Pancreatic and gastric malignancies demonstrate CEA level elevations in just over 50% of cases [11]. In a study conducted by Kokhanenko et al. [12], CA19-9 and CEA were studied in 685 examinations for PC, 68 chronic pseudotumorous pancreatitis and 24 intestinal cancer at other sites since 1995. Tumor resection for PC was carried out in 31, conservative treatment in 67, chemotherapy in 56, and radiotherapy in 29 cases. In CA19-9 examinations, diagnostic sensitivity was 90.2 specificity was 72.1 effectiveness was 85.3% while in CEA determinations, 82.5, 30.9, and 68.5%, respectively.
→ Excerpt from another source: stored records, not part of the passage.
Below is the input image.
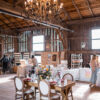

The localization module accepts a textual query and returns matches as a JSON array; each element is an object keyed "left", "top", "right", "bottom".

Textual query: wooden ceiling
[{"left": 0, "top": 0, "right": 100, "bottom": 30}]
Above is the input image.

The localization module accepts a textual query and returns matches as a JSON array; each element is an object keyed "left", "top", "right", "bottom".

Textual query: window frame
[
  {"left": 91, "top": 28, "right": 100, "bottom": 50},
  {"left": 32, "top": 35, "right": 45, "bottom": 52}
]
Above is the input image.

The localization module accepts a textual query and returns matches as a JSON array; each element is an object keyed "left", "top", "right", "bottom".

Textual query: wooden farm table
[{"left": 27, "top": 81, "right": 75, "bottom": 100}]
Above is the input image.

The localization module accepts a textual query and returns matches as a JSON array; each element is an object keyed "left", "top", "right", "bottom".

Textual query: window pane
[
  {"left": 92, "top": 29, "right": 100, "bottom": 39},
  {"left": 33, "top": 44, "right": 44, "bottom": 51},
  {"left": 35, "top": 56, "right": 41, "bottom": 63},
  {"left": 92, "top": 40, "right": 100, "bottom": 49},
  {"left": 33, "top": 35, "right": 44, "bottom": 43}
]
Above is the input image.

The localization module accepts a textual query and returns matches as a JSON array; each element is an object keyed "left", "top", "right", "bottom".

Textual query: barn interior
[{"left": 0, "top": 0, "right": 100, "bottom": 100}]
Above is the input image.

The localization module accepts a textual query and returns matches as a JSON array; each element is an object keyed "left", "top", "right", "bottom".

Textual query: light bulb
[
  {"left": 36, "top": 2, "right": 39, "bottom": 6},
  {"left": 49, "top": 10, "right": 52, "bottom": 14},
  {"left": 60, "top": 3, "right": 64, "bottom": 8}
]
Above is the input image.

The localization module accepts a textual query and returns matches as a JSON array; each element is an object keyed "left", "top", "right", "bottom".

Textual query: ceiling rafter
[
  {"left": 72, "top": 0, "right": 83, "bottom": 19},
  {"left": 0, "top": 0, "right": 73, "bottom": 32},
  {"left": 0, "top": 19, "right": 12, "bottom": 30},
  {"left": 2, "top": 14, "right": 17, "bottom": 29},
  {"left": 63, "top": 8, "right": 71, "bottom": 20},
  {"left": 86, "top": 0, "right": 94, "bottom": 16}
]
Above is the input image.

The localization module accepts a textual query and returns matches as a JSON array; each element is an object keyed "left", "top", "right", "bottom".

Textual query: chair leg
[
  {"left": 15, "top": 94, "right": 17, "bottom": 100},
  {"left": 70, "top": 90, "right": 73, "bottom": 100}
]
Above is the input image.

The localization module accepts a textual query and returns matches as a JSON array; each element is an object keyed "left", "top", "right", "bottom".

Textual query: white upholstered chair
[
  {"left": 14, "top": 76, "right": 34, "bottom": 100},
  {"left": 62, "top": 73, "right": 73, "bottom": 100},
  {"left": 39, "top": 80, "right": 60, "bottom": 100}
]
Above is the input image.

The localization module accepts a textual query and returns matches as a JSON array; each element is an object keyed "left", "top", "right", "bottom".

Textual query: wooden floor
[{"left": 0, "top": 74, "right": 100, "bottom": 100}]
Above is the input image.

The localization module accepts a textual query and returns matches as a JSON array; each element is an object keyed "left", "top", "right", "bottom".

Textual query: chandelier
[{"left": 24, "top": 0, "right": 63, "bottom": 22}]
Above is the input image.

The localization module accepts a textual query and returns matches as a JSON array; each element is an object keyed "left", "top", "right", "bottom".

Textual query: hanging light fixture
[{"left": 24, "top": 0, "right": 63, "bottom": 22}]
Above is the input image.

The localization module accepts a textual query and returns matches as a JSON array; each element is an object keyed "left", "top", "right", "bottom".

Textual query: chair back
[
  {"left": 62, "top": 73, "right": 73, "bottom": 81},
  {"left": 14, "top": 76, "right": 23, "bottom": 92},
  {"left": 39, "top": 80, "right": 50, "bottom": 96}
]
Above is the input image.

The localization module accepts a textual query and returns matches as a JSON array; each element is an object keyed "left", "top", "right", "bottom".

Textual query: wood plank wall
[{"left": 68, "top": 21, "right": 100, "bottom": 66}]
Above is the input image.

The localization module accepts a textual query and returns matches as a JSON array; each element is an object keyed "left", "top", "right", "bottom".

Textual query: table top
[{"left": 27, "top": 81, "right": 75, "bottom": 91}]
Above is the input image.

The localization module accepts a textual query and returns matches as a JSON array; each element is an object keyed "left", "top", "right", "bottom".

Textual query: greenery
[{"left": 38, "top": 70, "right": 51, "bottom": 79}]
CA19-9 and CEA levels proved to be prognostic factors of survival. An inverse correlation was observed between median survival and tumor marker concentrations: higher basal (preoperative) level of marker in blood was matched by lower median survival. A similar relationship was identified for CEA: 5–10—14.2 months, 10.1–20 ng/ml—8.0 months, 20.1–30 ng/ml—3.9 months, and more than 30 ng/ml—4.8 months. In our practice, we measure both markers at baseline and follow the one which was found elevated at the time of initial assessment.

In conclusion, this case emphasizes individual variability in the incidence of bone metastases secondary to adenocarcinoma of the exocrine pancreas in order to help clinicians recognize and treat bone metastases early to improve quality of life and reduce morbidity associated with the progression of the disease.

Conflict of Interests

The authors have no potential conflict of interests.